What is your moral obligation to lend out your generator when others lose power and how far out of your way do you go to do so? That’s a topic I’ve been thinking about now that we’ve had a series of really bad storms over the years where we’ve lost power for a day or more. In the case of Sandy, most houses around us in PA had power back within a few days, but one state over in NJ, many of my friends and colleagues are still without power a week later. I have some mixed thoughts on the fact that we have a generator and most of our friends and neighbors don’t. Let’s start at the beginning:
- We have had finished basements in both our first home and our current home, each of which ended up with water on the carpet during major storms when we lost power. I learned my lesson and went out and bought a generator (on top of installing back-up battery powered sump systems). Generators can go from anywhere from the $200s through $900s depending on how much stuff you want to power. Or you could go full-hog and buy a whole-house generator that kicks on automatically, etc. People in areas that are much more prone to prolonged ice storms and are more remote often have these. They can run upwards of a few grand to buy, install and maintain. Anyway, last Spring, after the storm season, I got a 40% off deal at Lowes, so if I recall, it was like $300 for a $500 generator.

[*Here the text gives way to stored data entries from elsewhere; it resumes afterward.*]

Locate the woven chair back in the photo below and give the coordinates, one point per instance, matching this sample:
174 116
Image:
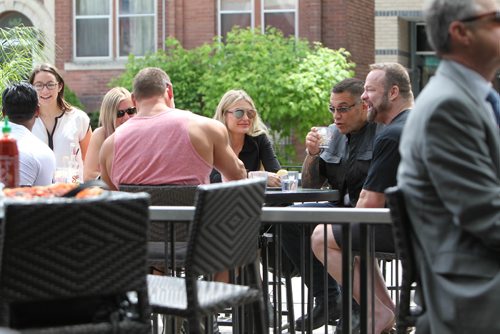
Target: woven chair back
167 195
66 248
224 232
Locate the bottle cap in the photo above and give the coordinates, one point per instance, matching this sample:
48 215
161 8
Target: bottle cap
6 126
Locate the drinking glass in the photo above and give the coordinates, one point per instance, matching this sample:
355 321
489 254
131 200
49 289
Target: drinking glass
326 135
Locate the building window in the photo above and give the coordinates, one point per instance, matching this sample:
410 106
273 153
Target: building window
281 14
235 13
94 36
92 29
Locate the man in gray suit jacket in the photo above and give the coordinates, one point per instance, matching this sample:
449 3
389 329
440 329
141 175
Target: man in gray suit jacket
450 171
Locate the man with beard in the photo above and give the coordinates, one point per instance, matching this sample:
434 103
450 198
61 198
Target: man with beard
389 97
450 171
344 166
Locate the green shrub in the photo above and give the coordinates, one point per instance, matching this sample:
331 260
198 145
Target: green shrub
289 80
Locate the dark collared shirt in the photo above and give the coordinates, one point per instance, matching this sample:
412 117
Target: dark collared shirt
346 161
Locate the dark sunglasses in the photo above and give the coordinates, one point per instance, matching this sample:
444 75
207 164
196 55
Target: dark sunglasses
239 113
491 16
341 110
130 111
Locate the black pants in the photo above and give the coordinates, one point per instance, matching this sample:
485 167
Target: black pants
291 241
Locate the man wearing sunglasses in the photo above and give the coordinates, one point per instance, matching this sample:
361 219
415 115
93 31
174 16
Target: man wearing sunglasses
450 171
343 166
164 145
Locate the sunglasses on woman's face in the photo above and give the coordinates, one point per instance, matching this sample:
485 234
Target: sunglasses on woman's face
130 111
239 113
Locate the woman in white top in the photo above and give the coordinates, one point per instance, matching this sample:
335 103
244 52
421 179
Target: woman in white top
116 109
60 124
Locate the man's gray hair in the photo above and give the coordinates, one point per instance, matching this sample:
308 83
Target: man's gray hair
439 14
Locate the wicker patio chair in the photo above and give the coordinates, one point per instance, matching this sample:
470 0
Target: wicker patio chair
176 234
223 236
402 231
75 265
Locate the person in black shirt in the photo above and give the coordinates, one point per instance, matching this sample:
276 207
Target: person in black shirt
389 97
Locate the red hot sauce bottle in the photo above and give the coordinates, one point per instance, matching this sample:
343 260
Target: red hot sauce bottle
9 158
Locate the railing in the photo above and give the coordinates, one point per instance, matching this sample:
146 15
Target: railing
314 216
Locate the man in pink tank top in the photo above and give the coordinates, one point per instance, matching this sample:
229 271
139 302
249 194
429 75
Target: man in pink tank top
164 145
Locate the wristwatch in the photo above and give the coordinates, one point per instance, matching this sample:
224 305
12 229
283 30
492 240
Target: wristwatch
314 155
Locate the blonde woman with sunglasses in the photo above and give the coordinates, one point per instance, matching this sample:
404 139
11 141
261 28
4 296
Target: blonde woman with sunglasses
248 135
116 109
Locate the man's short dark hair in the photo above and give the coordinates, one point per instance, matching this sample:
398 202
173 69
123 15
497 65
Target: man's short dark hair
351 85
20 102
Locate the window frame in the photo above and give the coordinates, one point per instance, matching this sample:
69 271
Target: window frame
220 12
117 26
110 37
264 11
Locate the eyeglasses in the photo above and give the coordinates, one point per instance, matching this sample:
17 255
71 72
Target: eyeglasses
491 16
239 113
130 111
340 109
49 85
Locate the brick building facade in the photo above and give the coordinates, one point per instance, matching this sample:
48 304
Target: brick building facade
335 23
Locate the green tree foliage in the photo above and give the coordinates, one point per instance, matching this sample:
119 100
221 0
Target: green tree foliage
290 80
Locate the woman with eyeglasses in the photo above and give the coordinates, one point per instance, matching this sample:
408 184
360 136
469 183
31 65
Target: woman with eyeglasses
64 128
116 109
248 135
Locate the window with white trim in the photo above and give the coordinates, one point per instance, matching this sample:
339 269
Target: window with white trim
281 14
134 28
235 13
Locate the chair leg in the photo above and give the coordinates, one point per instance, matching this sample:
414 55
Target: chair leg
289 293
194 325
260 316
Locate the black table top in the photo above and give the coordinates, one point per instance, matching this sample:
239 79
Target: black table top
276 196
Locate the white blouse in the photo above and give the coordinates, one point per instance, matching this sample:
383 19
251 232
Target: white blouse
71 127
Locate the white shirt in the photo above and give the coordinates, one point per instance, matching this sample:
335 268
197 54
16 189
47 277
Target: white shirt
71 127
37 162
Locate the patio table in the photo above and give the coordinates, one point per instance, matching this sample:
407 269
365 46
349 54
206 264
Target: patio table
276 196
344 216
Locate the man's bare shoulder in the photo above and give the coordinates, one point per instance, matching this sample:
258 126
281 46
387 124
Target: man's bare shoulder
207 124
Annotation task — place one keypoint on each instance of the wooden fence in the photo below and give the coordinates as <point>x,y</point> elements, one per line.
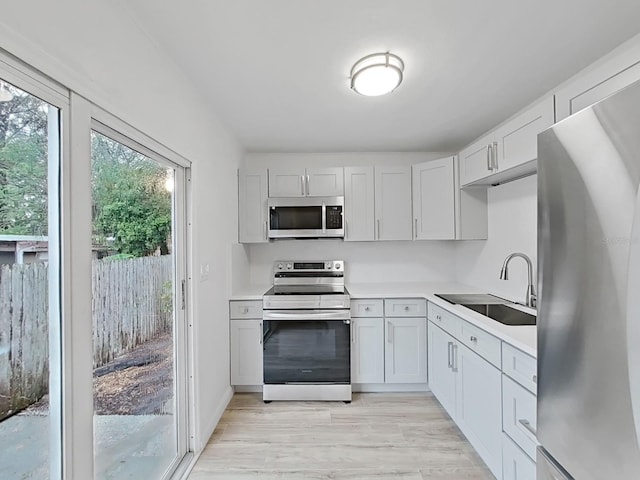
<point>131,303</point>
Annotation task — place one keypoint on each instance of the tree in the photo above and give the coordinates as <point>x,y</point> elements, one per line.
<point>23,164</point>
<point>131,205</point>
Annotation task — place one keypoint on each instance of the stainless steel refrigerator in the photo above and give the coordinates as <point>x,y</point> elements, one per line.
<point>589,293</point>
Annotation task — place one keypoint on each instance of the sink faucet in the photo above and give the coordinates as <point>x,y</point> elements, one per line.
<point>504,275</point>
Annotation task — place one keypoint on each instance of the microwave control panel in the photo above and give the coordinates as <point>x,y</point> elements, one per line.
<point>334,217</point>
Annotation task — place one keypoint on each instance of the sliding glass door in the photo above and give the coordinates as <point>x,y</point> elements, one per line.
<point>137,309</point>
<point>30,346</point>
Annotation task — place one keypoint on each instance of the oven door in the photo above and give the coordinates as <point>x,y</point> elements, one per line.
<point>307,347</point>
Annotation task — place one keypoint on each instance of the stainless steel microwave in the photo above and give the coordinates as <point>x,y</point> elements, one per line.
<point>306,217</point>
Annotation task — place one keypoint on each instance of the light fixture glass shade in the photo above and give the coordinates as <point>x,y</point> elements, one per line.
<point>377,74</point>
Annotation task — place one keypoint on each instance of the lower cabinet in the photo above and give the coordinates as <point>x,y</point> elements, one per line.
<point>367,350</point>
<point>389,341</point>
<point>516,465</point>
<point>479,405</point>
<point>469,388</point>
<point>246,352</point>
<point>405,352</point>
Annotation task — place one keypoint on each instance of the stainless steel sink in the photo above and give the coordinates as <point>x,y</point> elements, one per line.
<point>502,313</point>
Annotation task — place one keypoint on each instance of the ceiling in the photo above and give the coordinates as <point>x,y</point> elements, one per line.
<point>276,72</point>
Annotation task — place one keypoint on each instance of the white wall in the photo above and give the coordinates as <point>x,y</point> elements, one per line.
<point>512,210</point>
<point>366,262</point>
<point>94,48</point>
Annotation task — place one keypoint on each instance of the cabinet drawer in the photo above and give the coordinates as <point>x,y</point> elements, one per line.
<point>520,367</point>
<point>367,308</point>
<point>483,343</point>
<point>515,464</point>
<point>445,320</point>
<point>405,307</point>
<point>519,415</point>
<point>245,309</point>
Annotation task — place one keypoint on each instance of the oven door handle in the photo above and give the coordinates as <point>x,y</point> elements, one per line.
<point>307,315</point>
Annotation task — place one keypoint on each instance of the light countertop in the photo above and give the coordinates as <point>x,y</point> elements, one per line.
<point>522,337</point>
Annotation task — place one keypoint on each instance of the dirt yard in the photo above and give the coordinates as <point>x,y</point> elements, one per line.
<point>137,383</point>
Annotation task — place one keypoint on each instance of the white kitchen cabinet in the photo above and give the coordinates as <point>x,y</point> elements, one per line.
<point>246,352</point>
<point>608,75</point>
<point>479,405</point>
<point>393,203</point>
<point>508,152</point>
<point>434,200</point>
<point>252,205</point>
<point>359,204</point>
<point>306,182</point>
<point>516,465</point>
<point>367,350</point>
<point>442,378</point>
<point>405,350</point>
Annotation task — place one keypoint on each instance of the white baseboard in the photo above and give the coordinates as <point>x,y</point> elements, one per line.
<point>390,387</point>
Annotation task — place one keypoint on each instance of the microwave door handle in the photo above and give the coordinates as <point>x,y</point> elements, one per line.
<point>324,217</point>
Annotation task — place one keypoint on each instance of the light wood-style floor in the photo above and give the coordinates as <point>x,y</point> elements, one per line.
<point>377,436</point>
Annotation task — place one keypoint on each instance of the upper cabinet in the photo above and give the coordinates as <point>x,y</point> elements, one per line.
<point>359,212</point>
<point>252,205</point>
<point>441,210</point>
<point>434,200</point>
<point>605,77</point>
<point>509,151</point>
<point>306,182</point>
<point>393,203</point>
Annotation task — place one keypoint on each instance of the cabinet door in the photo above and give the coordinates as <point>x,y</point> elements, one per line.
<point>610,74</point>
<point>246,352</point>
<point>393,203</point>
<point>405,350</point>
<point>433,200</point>
<point>367,350</point>
<point>442,378</point>
<point>517,140</point>
<point>325,182</point>
<point>287,182</point>
<point>252,205</point>
<point>359,204</point>
<point>515,464</point>
<point>479,406</point>
<point>475,161</point>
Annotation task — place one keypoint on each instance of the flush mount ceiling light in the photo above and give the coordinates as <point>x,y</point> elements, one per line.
<point>377,74</point>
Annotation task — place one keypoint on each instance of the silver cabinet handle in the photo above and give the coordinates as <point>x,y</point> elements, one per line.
<point>454,357</point>
<point>528,428</point>
<point>489,159</point>
<point>495,156</point>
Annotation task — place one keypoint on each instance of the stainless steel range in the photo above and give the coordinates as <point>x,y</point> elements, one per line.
<point>307,333</point>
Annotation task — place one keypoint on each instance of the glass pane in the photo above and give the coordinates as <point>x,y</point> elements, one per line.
<point>133,317</point>
<point>29,130</point>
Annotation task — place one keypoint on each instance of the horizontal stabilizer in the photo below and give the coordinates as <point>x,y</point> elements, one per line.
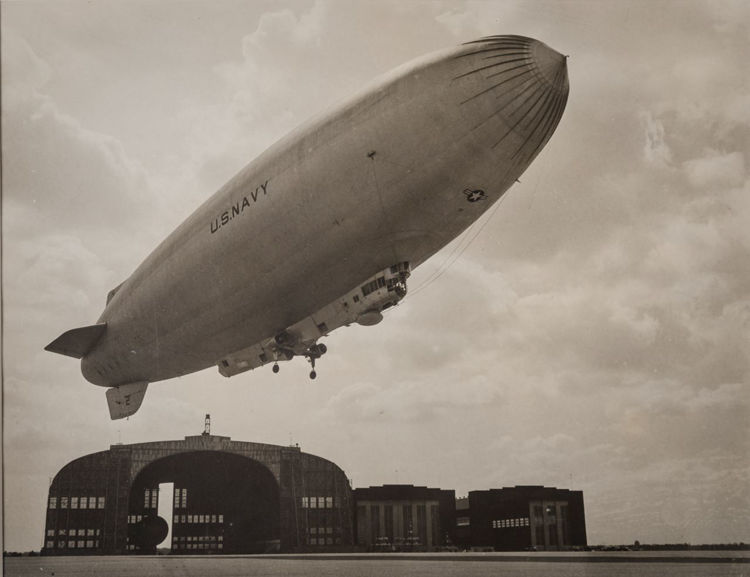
<point>77,342</point>
<point>125,400</point>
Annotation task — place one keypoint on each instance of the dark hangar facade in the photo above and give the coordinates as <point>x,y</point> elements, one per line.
<point>221,496</point>
<point>228,497</point>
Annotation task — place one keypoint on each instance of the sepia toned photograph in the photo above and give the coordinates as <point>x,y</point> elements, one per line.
<point>328,287</point>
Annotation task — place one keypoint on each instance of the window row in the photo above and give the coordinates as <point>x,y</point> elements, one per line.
<point>198,538</point>
<point>180,498</point>
<point>77,502</point>
<point>505,523</point>
<point>151,499</point>
<point>198,518</point>
<point>74,532</point>
<point>74,544</point>
<point>209,546</point>
<point>323,541</point>
<point>317,502</point>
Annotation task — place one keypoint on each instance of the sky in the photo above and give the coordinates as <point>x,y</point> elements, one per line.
<point>592,333</point>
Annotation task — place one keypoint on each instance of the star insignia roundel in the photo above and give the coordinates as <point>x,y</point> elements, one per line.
<point>475,195</point>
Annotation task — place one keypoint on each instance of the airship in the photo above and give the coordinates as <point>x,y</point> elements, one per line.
<point>324,228</point>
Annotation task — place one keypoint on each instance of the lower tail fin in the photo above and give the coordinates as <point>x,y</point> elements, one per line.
<point>125,400</point>
<point>77,342</point>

- This time around, once we got our power back, we did lend it out to our friends who were only a few blocks away but didn’t have power yet. They were concerned about their sump pump keeping up with the water and the food in their fridge. To just sit there and let them incur significant losses in damages or spoiled food just wouldn’t sit well with me, plus they’re friends! But how far do you take this?
- While our friends were using our generator, we saw other pleas for help in our local social networking streams asking to borrow anyone’s generator. Now with Facebook and email chains, you can see different people frantic about water in the basement or food spoiling. You feel for them. If it’s someone you don’t really know well, (say, a friend of a friend commenting on Facebook or whatever), should you feel obligated to loan out your generator? Fortunately for us, we didn’t really have to contend with any moral obligation because we DID lend it out to friends and when we got it back power was finally restored in most areas near us and when we offered it to our other friends in another town and they declined since they weren’t worried about their unfinished basement.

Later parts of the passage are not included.